- no longer pass the array length to `utf8_decode`
- add `utf8_decode_len` for border cases
- use switch based dispatch in `utf8_decode_len` to work around a gcc 12.2 optimizer bug
Ensure proper UTF-8 encoding (1 to 4 bytes).
Handle invalid encodings (return 0xFFFD and consume a single byte)
Individually encoded surrogate code points are accepted.
- add `utf8_scan()` to analyze a byte array for UTF-8 contents
detects invalid encoding, computes number of codepoints and content kind:
plain ASCII, 8-bit, 16-bit or larger codepoints.
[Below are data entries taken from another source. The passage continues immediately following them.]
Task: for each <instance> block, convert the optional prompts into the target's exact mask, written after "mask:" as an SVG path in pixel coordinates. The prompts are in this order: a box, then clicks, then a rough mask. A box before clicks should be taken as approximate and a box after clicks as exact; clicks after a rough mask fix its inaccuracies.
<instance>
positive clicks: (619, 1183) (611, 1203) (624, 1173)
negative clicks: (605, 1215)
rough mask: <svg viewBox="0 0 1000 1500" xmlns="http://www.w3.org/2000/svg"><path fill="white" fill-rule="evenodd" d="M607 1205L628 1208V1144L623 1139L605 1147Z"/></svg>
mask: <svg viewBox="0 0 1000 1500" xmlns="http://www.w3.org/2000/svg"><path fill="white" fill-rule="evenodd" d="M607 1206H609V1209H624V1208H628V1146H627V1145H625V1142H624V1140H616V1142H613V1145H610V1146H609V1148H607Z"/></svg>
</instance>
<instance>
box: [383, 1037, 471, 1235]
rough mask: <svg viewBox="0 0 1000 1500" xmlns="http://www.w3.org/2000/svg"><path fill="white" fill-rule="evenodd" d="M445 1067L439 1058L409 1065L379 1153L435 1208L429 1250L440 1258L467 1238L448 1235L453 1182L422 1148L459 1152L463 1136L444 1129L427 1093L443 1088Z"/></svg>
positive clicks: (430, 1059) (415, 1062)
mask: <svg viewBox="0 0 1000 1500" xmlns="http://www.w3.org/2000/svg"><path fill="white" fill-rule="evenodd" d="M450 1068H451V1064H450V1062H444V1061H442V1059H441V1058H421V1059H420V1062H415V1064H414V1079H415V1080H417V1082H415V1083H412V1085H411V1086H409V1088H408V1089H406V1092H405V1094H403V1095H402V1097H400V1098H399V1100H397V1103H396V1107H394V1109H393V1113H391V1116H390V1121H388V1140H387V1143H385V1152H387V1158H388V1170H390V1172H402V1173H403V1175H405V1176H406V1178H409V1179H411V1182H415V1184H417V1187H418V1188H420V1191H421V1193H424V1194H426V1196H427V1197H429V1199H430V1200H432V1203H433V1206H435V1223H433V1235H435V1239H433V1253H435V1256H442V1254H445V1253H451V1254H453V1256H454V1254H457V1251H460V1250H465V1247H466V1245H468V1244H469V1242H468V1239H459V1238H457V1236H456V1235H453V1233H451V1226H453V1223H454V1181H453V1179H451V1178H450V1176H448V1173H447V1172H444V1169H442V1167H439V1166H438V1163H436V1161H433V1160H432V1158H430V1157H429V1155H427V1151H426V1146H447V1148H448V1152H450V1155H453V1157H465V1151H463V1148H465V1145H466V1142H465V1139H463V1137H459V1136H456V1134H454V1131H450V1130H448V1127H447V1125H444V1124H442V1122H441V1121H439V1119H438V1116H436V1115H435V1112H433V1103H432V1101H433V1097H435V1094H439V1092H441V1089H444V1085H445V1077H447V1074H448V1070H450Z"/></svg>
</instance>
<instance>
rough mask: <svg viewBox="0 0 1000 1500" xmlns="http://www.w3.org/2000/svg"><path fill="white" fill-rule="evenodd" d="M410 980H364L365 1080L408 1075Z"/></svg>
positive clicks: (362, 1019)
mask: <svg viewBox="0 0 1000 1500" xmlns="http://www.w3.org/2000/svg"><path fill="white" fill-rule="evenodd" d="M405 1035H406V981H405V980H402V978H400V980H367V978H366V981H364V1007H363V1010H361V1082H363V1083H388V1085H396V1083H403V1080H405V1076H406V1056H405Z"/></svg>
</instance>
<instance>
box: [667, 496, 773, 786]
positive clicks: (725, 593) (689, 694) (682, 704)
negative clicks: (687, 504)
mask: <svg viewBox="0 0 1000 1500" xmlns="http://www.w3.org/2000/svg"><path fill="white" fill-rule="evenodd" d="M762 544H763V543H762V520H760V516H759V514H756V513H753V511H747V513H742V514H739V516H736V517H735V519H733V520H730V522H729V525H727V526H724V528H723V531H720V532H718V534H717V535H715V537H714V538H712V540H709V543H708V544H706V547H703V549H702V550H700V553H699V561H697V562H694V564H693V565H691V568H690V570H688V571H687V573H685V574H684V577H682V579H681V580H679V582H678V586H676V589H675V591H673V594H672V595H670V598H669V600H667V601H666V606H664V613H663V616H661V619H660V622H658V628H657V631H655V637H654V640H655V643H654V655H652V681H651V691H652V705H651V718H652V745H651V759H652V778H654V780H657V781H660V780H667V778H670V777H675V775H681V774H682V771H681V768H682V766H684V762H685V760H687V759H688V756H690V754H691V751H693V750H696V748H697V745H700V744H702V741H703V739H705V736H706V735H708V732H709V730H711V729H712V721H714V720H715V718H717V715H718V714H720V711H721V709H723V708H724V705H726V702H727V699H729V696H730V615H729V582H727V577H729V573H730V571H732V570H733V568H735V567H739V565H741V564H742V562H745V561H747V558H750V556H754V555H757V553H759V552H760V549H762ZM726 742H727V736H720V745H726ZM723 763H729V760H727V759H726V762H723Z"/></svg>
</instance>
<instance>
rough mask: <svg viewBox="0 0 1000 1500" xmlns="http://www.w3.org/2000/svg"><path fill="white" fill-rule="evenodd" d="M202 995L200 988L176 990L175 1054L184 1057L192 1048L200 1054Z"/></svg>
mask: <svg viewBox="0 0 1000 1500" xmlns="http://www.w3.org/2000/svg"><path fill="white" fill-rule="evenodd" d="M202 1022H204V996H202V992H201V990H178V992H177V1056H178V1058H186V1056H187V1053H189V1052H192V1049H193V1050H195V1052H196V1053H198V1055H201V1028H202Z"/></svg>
- add `utf8_encode_len(c)` to compute the number of bytes to encode `c`
- rename `unicode_to_utf8` as `utf8_encode`
- rename `unicode_from_utf8` as `utf8_decode`
- add `utf8_decode_buf8(dest, size, src, len)` to decode a UTF-8 encoded
byte array known to contain only ASCII and 8-bit codepoints.
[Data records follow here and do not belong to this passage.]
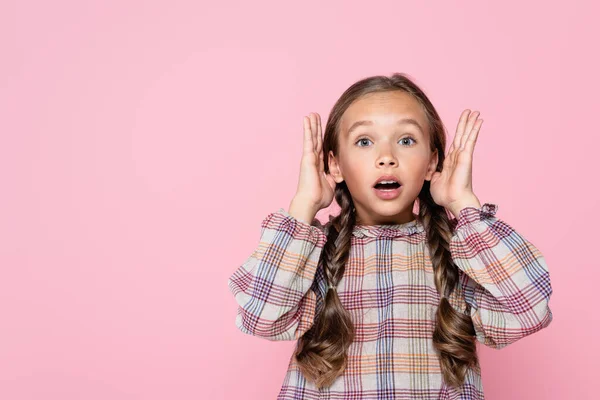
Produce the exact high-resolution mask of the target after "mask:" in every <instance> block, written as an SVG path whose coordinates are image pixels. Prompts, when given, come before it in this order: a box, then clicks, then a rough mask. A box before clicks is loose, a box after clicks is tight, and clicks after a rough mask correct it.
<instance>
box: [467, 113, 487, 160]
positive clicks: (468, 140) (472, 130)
mask: <svg viewBox="0 0 600 400" xmlns="http://www.w3.org/2000/svg"><path fill="white" fill-rule="evenodd" d="M481 125H483V120H482V119H479V120H477V122H476V123H475V126H474V127H473V130H472V131H471V133H470V134H469V139H468V140H467V142H466V143H465V149H466V150H467V151H468V152H469V153H470V154H473V151H474V149H475V143H477V138H478V137H479V131H480V130H481Z"/></svg>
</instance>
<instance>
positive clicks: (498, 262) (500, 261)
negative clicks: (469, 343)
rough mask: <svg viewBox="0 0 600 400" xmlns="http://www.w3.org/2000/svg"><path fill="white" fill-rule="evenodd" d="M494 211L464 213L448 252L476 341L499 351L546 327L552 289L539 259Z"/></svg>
mask: <svg viewBox="0 0 600 400" xmlns="http://www.w3.org/2000/svg"><path fill="white" fill-rule="evenodd" d="M497 209H498V206H497V205H496V204H491V203H485V204H484V205H483V206H482V207H481V208H479V209H478V208H475V207H466V208H464V209H462V210H461V211H460V213H459V216H458V219H454V220H452V225H453V226H454V227H455V228H454V233H453V236H452V240H451V243H450V251H451V254H452V258H453V260H454V263H455V264H456V265H457V266H458V268H459V282H460V288H461V289H462V293H463V295H464V300H465V302H466V304H467V305H469V306H470V311H469V312H470V314H471V318H472V320H473V325H474V327H475V331H476V337H477V340H478V341H479V342H481V343H483V344H485V345H487V346H489V347H492V348H497V349H499V348H502V347H505V346H507V345H509V344H510V343H513V342H515V341H517V340H518V339H520V338H523V337H525V336H527V335H530V334H532V333H534V332H537V331H539V330H540V329H542V328H544V327H546V326H548V325H549V324H550V322H551V321H552V312H551V310H550V308H549V305H548V302H549V300H550V296H551V294H552V287H551V285H550V275H549V272H548V268H547V265H546V261H545V259H544V257H543V255H542V254H541V253H540V251H539V250H538V249H537V248H536V247H535V246H534V245H533V244H532V243H530V242H529V241H527V240H526V239H525V238H524V237H522V236H521V235H520V234H519V233H517V232H516V231H515V230H514V229H513V228H512V227H511V226H510V225H508V224H507V223H506V222H504V221H502V220H500V219H498V218H496V217H495V214H496V211H497ZM468 308H469V307H468Z"/></svg>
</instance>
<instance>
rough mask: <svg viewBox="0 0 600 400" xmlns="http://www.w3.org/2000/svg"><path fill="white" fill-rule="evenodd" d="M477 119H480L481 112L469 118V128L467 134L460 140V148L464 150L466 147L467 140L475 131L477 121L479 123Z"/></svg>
mask: <svg viewBox="0 0 600 400" xmlns="http://www.w3.org/2000/svg"><path fill="white" fill-rule="evenodd" d="M477 117H479V111H474V112H473V113H472V114H471V115H470V116H469V120H468V121H467V126H466V127H465V133H464V135H463V137H462V138H461V139H460V148H461V149H463V148H464V147H465V143H466V142H467V139H468V137H469V135H470V134H471V131H472V130H473V126H474V125H475V121H477Z"/></svg>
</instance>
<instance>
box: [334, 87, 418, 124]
mask: <svg viewBox="0 0 600 400" xmlns="http://www.w3.org/2000/svg"><path fill="white" fill-rule="evenodd" d="M404 118H411V119H414V120H416V121H417V122H418V124H419V125H420V126H421V127H422V128H423V131H424V133H425V132H426V129H427V119H426V117H425V114H424V112H423V109H422V107H421V105H420V104H419V102H418V101H417V100H416V99H415V98H414V97H413V96H412V95H410V94H408V93H406V92H402V91H392V92H382V93H369V94H367V95H365V96H362V97H361V98H359V99H358V100H356V101H354V102H353V103H352V104H351V105H350V106H349V107H348V108H347V109H346V111H345V112H344V114H343V115H342V118H341V121H340V128H341V131H342V133H343V134H346V133H347V132H348V129H350V127H351V126H352V125H354V124H355V122H357V121H373V124H374V125H389V126H393V125H396V123H397V121H398V120H401V119H404Z"/></svg>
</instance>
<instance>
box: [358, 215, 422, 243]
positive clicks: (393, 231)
mask: <svg viewBox="0 0 600 400" xmlns="http://www.w3.org/2000/svg"><path fill="white" fill-rule="evenodd" d="M423 231H425V227H424V226H423V225H422V224H421V223H420V222H419V221H418V219H416V217H415V219H414V220H412V221H410V222H405V223H403V224H386V225H361V224H357V225H354V228H353V230H352V234H353V235H354V236H356V237H386V238H395V237H402V236H409V235H413V234H415V233H419V232H423Z"/></svg>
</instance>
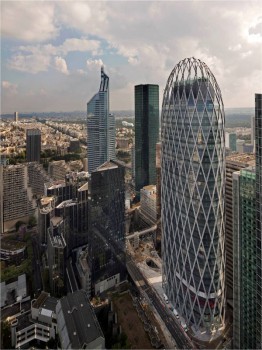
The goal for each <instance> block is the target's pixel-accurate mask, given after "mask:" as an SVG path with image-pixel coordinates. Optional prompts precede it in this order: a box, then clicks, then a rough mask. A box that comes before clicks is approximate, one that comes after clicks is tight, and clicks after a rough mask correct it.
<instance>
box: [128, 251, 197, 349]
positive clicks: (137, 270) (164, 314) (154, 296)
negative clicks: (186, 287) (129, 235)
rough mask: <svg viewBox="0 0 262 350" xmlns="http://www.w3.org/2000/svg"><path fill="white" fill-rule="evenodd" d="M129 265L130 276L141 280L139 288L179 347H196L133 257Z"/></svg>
mask: <svg viewBox="0 0 262 350" xmlns="http://www.w3.org/2000/svg"><path fill="white" fill-rule="evenodd" d="M127 266H128V272H129V274H130V276H131V277H132V278H133V279H134V281H139V282H138V283H139V285H140V286H139V287H138V288H139V289H140V290H141V291H142V292H143V293H145V294H146V295H147V297H148V299H149V302H150V303H151V304H152V306H154V308H155V309H156V311H157V312H158V314H159V316H160V317H161V319H162V320H163V322H164V323H165V326H166V327H167V329H168V331H169V332H170V333H171V335H172V337H173V338H174V340H175V342H176V344H177V346H178V348H179V349H192V348H194V345H193V343H191V341H190V339H189V338H188V336H187V335H186V334H185V333H184V330H183V329H182V326H181V325H180V324H179V323H178V321H177V320H176V318H175V316H174V315H172V314H171V313H170V310H169V309H168V307H167V305H166V304H164V303H163V301H162V300H160V299H159V296H158V294H157V293H156V292H155V291H154V289H153V288H152V287H151V286H150V285H149V284H148V282H147V281H146V280H145V278H144V276H143V275H142V273H141V272H140V270H139V268H138V267H137V266H136V265H135V263H134V262H133V261H132V260H131V258H129V259H128V262H127Z"/></svg>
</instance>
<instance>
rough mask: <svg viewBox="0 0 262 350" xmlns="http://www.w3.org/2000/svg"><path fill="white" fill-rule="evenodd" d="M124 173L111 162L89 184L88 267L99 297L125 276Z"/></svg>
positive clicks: (104, 165)
mask: <svg viewBox="0 0 262 350" xmlns="http://www.w3.org/2000/svg"><path fill="white" fill-rule="evenodd" d="M124 174H125V169H124V167H122V166H119V165H118V164H117V163H115V162H113V161H110V162H106V163H104V164H102V165H101V166H100V167H98V168H97V169H96V170H95V171H93V172H92V173H91V180H90V182H89V193H90V200H89V205H88V206H89V220H88V225H89V244H88V248H89V266H90V270H91V281H92V290H93V293H94V294H98V293H100V292H103V291H105V290H107V289H108V288H111V287H113V286H114V285H115V284H117V283H119V282H120V281H121V280H123V279H124V278H125V277H126V276H125V181H124Z"/></svg>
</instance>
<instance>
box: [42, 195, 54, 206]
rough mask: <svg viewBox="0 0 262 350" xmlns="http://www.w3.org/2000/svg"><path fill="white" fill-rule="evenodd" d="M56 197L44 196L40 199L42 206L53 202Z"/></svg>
mask: <svg viewBox="0 0 262 350" xmlns="http://www.w3.org/2000/svg"><path fill="white" fill-rule="evenodd" d="M54 198H55V197H53V196H52V197H43V198H41V199H40V203H41V205H42V206H46V205H48V204H49V203H51V202H52V201H53V200H54Z"/></svg>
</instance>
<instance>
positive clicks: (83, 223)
mask: <svg viewBox="0 0 262 350" xmlns="http://www.w3.org/2000/svg"><path fill="white" fill-rule="evenodd" d="M55 212H56V215H57V216H60V217H64V218H67V220H68V225H69V231H68V232H69V235H68V236H67V237H65V239H66V243H67V255H70V254H71V251H72V250H73V249H75V248H78V247H80V246H83V245H85V244H87V243H88V183H87V182H86V183H85V184H83V185H82V186H80V187H79V188H77V189H76V191H73V196H72V198H71V199H68V200H65V201H63V202H61V203H60V204H58V205H57V206H56V208H55Z"/></svg>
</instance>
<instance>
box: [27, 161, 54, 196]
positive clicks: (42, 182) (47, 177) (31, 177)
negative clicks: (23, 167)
mask: <svg viewBox="0 0 262 350" xmlns="http://www.w3.org/2000/svg"><path fill="white" fill-rule="evenodd" d="M27 167H28V183H29V185H30V187H31V188H32V192H33V195H34V196H35V197H37V198H39V197H41V196H43V195H44V193H45V183H48V182H50V177H49V176H48V174H47V173H46V171H45V170H44V168H43V166H42V164H40V163H38V162H30V163H27Z"/></svg>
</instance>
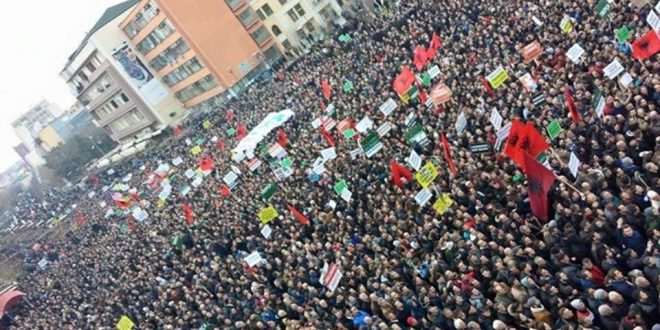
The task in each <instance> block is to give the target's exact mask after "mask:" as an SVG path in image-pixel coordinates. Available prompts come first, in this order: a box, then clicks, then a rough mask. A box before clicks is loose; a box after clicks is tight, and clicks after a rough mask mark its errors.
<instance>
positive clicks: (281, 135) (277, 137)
mask: <svg viewBox="0 0 660 330" xmlns="http://www.w3.org/2000/svg"><path fill="white" fill-rule="evenodd" d="M277 138H278V141H277V142H278V143H279V144H280V145H281V146H282V147H284V146H286V143H287V142H289V137H288V136H286V133H284V130H282V129H281V128H280V129H278V130H277Z"/></svg>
- add `utf8_decode_buf16(dest, size, src, len)` to decode a UTF-8 encoded
byte array into an array of 16-bit codepoints using UTF-16 surrogate pairs
for non-BMP1 codepoints.
- add `utf8_encode_buf8(dest, size, src, len)` to encode an array of 8-bit
codepoints as a UTF-8 encoded null terminated string
- add `utf16_encode_buf8(dest, size, src, len)` to decode an array of 16-bit
codepoints (including surrogate pairs) as a UTF-8 encoded null terminated string
- detect invalid UTF-8 encoding in RegExp parser
- simplify `JS_AtomGetStrRT`, `JS_NewStringLen` using the above functions
- simplify UTF-8 decoding and error testing
* Fix bug in `GET_PREV_CHAR` macro
- pass `cbuf_type` variable to `XXX_CHAR` macros in `lre_exec_backtrack()`
- improve readability of these macros
- fix `GET_PREV_CHAR` macro: `cptr` was decremented twice on invalid high surrogate.
- minimize non functional changes
* Fix big endian serialization
Big endian serialization was broken because:
- it partially relied on `WORDS_ENDIAN` (unconditionally undef'd in cutils.h)
- endianness was not handled at all in the bc reader.
- `bc_tag_str` was missing the `"RegExp"` string
- `lre_byte_swap()` was broken for `REOP_range` and `REOP_range32`
Modifications:
- remove `WORDS_ENDIAN`
- use `bc_put_u32()` / `bc_put_u64()` in `JS_WriteBigInt()`
- use `bc_get_u32()` / `bc_get_u64()` in `JS_ReadBigInt()`
- handle host endianness in `bc_get_u16()`, `bc_get_u32()`, `bc_get_u64()` and
`JS_ReadFunctionBytecode()`
- handle optional littleEndian argument as specified in
`js_dataview_getValue()` and `js_dataview_setValue()`
- fix `bc_tag_str` and `lre_byte_swap()`
The non-Unicode version of the pattern was already accepted.
test262 tests it in an inverted sense in
test/built-ins/RegExp/unicode_restricted_identity_escape.js but
it appears to be per spec and both V8 and Spidermonkey accept it.
Fixes: https://github.com/quickjs-ng/quickjs/issues/286
Add REOP_char8 that matches single bytes. Compresses bytecode for the
ASCII common case by 33% and reduces regexp_ascii benchmark running time
by 4%. The regexp_utf16 benchmark is unaffected.